# Obliterator conversion Thousand Sons before/after



## thirdstorm (Apr 3, 2008)

Refresh from http://www.heresy-online.net/forums/showthread.php?t=11057

I was going for a more "orderly" Chaos oblit, with a Tzeentch / Thousand Sons feel. These are finished (Mostly) and primed so I can use them at my local gamestore. Going to add a little guitar wire after it's painted.

I think they look better in person.

First one (Prototype) took the longest. I was able to make the next 2 in under 8 hours total. 

Arms are magnitized for easier storage (And will help with painting) as is the base.

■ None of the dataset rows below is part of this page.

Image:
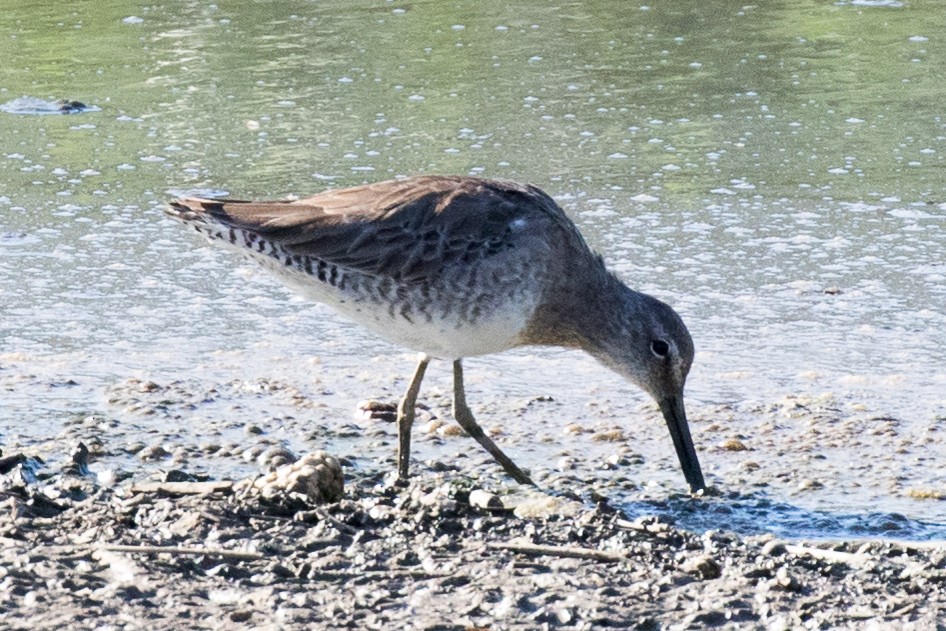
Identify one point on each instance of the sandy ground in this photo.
(442, 553)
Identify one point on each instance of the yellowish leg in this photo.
(405, 419)
(464, 417)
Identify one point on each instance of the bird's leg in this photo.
(464, 417)
(405, 419)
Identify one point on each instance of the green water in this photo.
(736, 160)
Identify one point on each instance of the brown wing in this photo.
(402, 228)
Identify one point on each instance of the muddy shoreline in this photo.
(444, 553)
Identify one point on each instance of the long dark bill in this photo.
(675, 415)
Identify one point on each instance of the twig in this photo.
(227, 554)
(830, 555)
(183, 488)
(343, 574)
(569, 552)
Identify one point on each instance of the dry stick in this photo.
(829, 555)
(183, 488)
(227, 554)
(561, 551)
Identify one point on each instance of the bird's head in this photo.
(649, 345)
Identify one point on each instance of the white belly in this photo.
(445, 334)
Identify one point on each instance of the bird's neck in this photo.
(582, 311)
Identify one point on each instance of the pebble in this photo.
(704, 566)
(486, 500)
(316, 476)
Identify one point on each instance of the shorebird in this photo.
(455, 267)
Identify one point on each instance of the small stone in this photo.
(704, 566)
(486, 500)
(810, 485)
(451, 430)
(536, 505)
(275, 457)
(371, 410)
(785, 580)
(774, 549)
(734, 444)
(154, 452)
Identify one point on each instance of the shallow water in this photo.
(774, 172)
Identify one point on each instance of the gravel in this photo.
(442, 553)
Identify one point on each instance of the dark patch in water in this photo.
(756, 514)
(33, 106)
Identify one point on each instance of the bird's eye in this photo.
(660, 348)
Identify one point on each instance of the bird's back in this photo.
(452, 266)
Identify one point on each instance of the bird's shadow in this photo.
(757, 514)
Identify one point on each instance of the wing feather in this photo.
(406, 229)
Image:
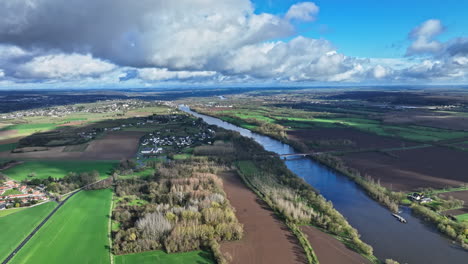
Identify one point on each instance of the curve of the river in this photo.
(414, 242)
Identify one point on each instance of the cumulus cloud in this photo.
(304, 11)
(183, 34)
(423, 38)
(379, 72)
(196, 41)
(155, 74)
(63, 66)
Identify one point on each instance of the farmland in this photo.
(150, 257)
(388, 142)
(57, 169)
(77, 233)
(16, 226)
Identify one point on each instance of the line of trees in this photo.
(185, 209)
(286, 193)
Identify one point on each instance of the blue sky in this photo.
(158, 43)
(373, 28)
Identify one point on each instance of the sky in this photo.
(159, 43)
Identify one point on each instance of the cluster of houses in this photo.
(154, 143)
(108, 106)
(419, 197)
(23, 194)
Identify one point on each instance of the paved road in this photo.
(37, 228)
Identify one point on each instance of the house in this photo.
(426, 200)
(416, 196)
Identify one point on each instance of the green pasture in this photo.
(192, 257)
(77, 233)
(182, 156)
(462, 217)
(58, 169)
(8, 147)
(11, 211)
(297, 119)
(17, 225)
(11, 192)
(26, 129)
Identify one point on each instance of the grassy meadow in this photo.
(8, 147)
(18, 223)
(253, 117)
(77, 233)
(462, 218)
(58, 169)
(192, 257)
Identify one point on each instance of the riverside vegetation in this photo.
(263, 122)
(181, 208)
(295, 201)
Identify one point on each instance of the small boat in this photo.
(399, 218)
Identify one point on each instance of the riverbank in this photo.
(390, 238)
(374, 189)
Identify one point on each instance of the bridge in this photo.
(298, 154)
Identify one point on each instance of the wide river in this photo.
(414, 242)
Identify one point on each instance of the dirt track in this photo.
(407, 170)
(329, 250)
(266, 239)
(10, 140)
(460, 195)
(113, 146)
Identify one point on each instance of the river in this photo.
(414, 242)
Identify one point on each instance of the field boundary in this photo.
(109, 228)
(26, 240)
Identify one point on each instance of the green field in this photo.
(58, 169)
(298, 119)
(77, 233)
(11, 192)
(182, 156)
(26, 129)
(462, 217)
(16, 226)
(11, 211)
(193, 257)
(8, 147)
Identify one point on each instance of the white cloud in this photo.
(155, 74)
(380, 72)
(63, 66)
(423, 38)
(304, 11)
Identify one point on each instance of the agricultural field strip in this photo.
(74, 225)
(412, 132)
(21, 245)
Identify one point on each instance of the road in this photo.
(20, 246)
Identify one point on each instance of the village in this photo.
(166, 140)
(13, 194)
(109, 106)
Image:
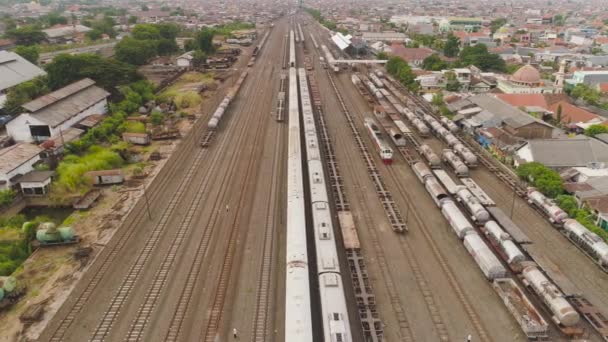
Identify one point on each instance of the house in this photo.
(564, 153)
(36, 183)
(49, 115)
(17, 160)
(414, 56)
(15, 70)
(66, 33)
(185, 60)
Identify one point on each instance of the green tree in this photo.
(26, 35)
(107, 73)
(24, 92)
(594, 130)
(145, 32)
(452, 46)
(497, 23)
(134, 51)
(434, 62)
(31, 53)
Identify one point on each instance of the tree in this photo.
(497, 23)
(31, 53)
(146, 32)
(107, 73)
(204, 40)
(26, 35)
(382, 55)
(434, 63)
(134, 51)
(452, 46)
(23, 93)
(594, 130)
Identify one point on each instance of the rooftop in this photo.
(14, 156)
(16, 69)
(62, 104)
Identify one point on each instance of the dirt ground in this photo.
(50, 274)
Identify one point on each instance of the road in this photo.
(186, 274)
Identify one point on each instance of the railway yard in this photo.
(301, 208)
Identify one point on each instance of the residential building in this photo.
(17, 160)
(15, 70)
(49, 115)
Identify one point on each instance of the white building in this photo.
(49, 115)
(16, 161)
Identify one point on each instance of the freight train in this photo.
(334, 311)
(383, 148)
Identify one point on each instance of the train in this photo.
(563, 313)
(455, 163)
(298, 317)
(336, 325)
(383, 148)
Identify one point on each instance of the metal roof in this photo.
(15, 69)
(14, 156)
(580, 151)
(63, 104)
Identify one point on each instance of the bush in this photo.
(187, 100)
(543, 178)
(7, 197)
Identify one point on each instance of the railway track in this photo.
(262, 301)
(137, 328)
(157, 190)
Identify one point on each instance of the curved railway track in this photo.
(156, 189)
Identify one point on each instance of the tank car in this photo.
(563, 313)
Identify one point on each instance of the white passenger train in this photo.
(298, 318)
(383, 148)
(336, 326)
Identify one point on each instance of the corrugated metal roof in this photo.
(14, 156)
(57, 95)
(63, 104)
(15, 69)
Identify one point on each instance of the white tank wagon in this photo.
(556, 214)
(588, 241)
(298, 318)
(478, 213)
(524, 312)
(336, 326)
(430, 156)
(512, 253)
(385, 151)
(375, 80)
(292, 50)
(465, 153)
(449, 124)
(397, 137)
(455, 163)
(447, 181)
(456, 218)
(485, 259)
(402, 127)
(563, 313)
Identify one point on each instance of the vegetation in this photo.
(23, 93)
(594, 130)
(583, 215)
(107, 73)
(452, 46)
(479, 56)
(31, 53)
(7, 197)
(402, 72)
(434, 63)
(541, 177)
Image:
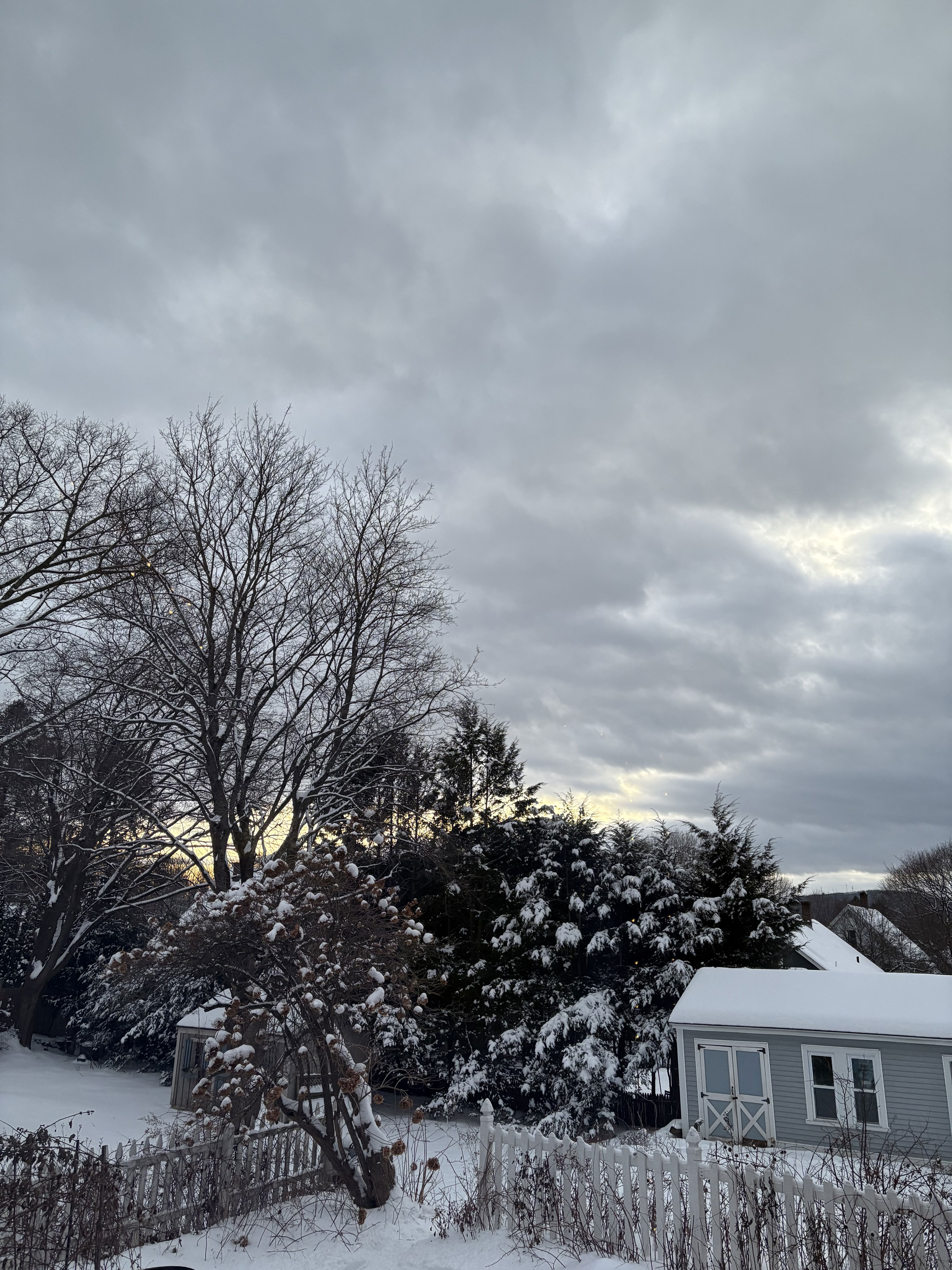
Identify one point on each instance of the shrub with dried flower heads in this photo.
(317, 954)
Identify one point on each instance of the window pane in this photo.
(823, 1069)
(864, 1074)
(718, 1071)
(826, 1104)
(749, 1072)
(865, 1086)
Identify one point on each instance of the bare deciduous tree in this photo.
(285, 619)
(72, 501)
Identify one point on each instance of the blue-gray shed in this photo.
(793, 1057)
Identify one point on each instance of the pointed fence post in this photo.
(485, 1133)
(696, 1201)
(488, 1183)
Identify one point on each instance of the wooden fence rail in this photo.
(696, 1215)
(181, 1188)
(154, 1189)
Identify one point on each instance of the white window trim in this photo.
(843, 1079)
(720, 1043)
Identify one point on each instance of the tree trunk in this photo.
(383, 1178)
(25, 1003)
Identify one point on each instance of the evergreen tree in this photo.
(545, 1001)
(672, 933)
(753, 900)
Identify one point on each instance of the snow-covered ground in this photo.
(105, 1105)
(41, 1086)
(399, 1238)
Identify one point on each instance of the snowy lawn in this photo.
(399, 1238)
(44, 1086)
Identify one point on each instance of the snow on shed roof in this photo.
(888, 1005)
(210, 1015)
(828, 952)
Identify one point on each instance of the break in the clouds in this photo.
(656, 295)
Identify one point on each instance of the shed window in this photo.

Due to the swingback nature of the legs it is VERY stable with it's arms, changed the center of gravity back, from center.


----------



## officer kerky (Jun 12, 2008)

oh so they are not terminators in your other thread it looks like it. but oblitorators are cool. great work. done

enjo my early christmas present


----------



## Djinn24 (Jan 12, 2008)

Looking good, can we get some larger pics of the painted ones, the primered ones are hard to pick detail out of. The one on the left in the picture looks like his neck is seriously super long though, maybe itsthe angle of the picture.


----------



## thirdstorm (Apr 3, 2008)

djinn24 said:


> Looking good, can we get some larger pics of the painted ones, the primered ones are hard to pick detail out of. The one on the left in the picture looks like his neck is seriously super long though, maybe itsthe angle of the picture.



I am getting some better pics this next week... but the necks are super long, I went for a avian/lizard feel.... made necks, added flesh etc etc


----------



## jordan_darko (Mar 26, 2008)

Very unique mate, great job on the headresses and those weapons are bad ass, great work mate. JD


----------



## Talos (Aug 4, 2008)

Love your army but not a fan of theses. There left hand ( in the pictures) just seems to big like they would just fall over.
Love the bodies and head Plus the painting but just not the arms. Still great job and far better than anything I could do.


----------



## squeek (Jun 8, 2008)

I really like these, much more so than standard Oblits, you have obviously put a lot of work in to them and I can't wait to see the larger pics.


----------



## Khorne's Fist (Jul 18, 2008)

really cool. the legs really make them stand out. Well done.


----------



## Damned Fist (Nov 2, 2007)

I like the way they turned out. The paint really makes them stand out. Good work!:victory:


----------



## Sieg (Dec 3, 2007)

what bits did you use for these? and are these the same legs you used on you DP?


----------



## thirdstorm (Apr 3, 2008)

Thousand Sons head
Term head
Term torso
Term Waist
Mechclix legs (different then DP)
mixed weapon bits (some GW, some not)
Wire
alot of GS
Chainsword bits
alot of plasticard


----------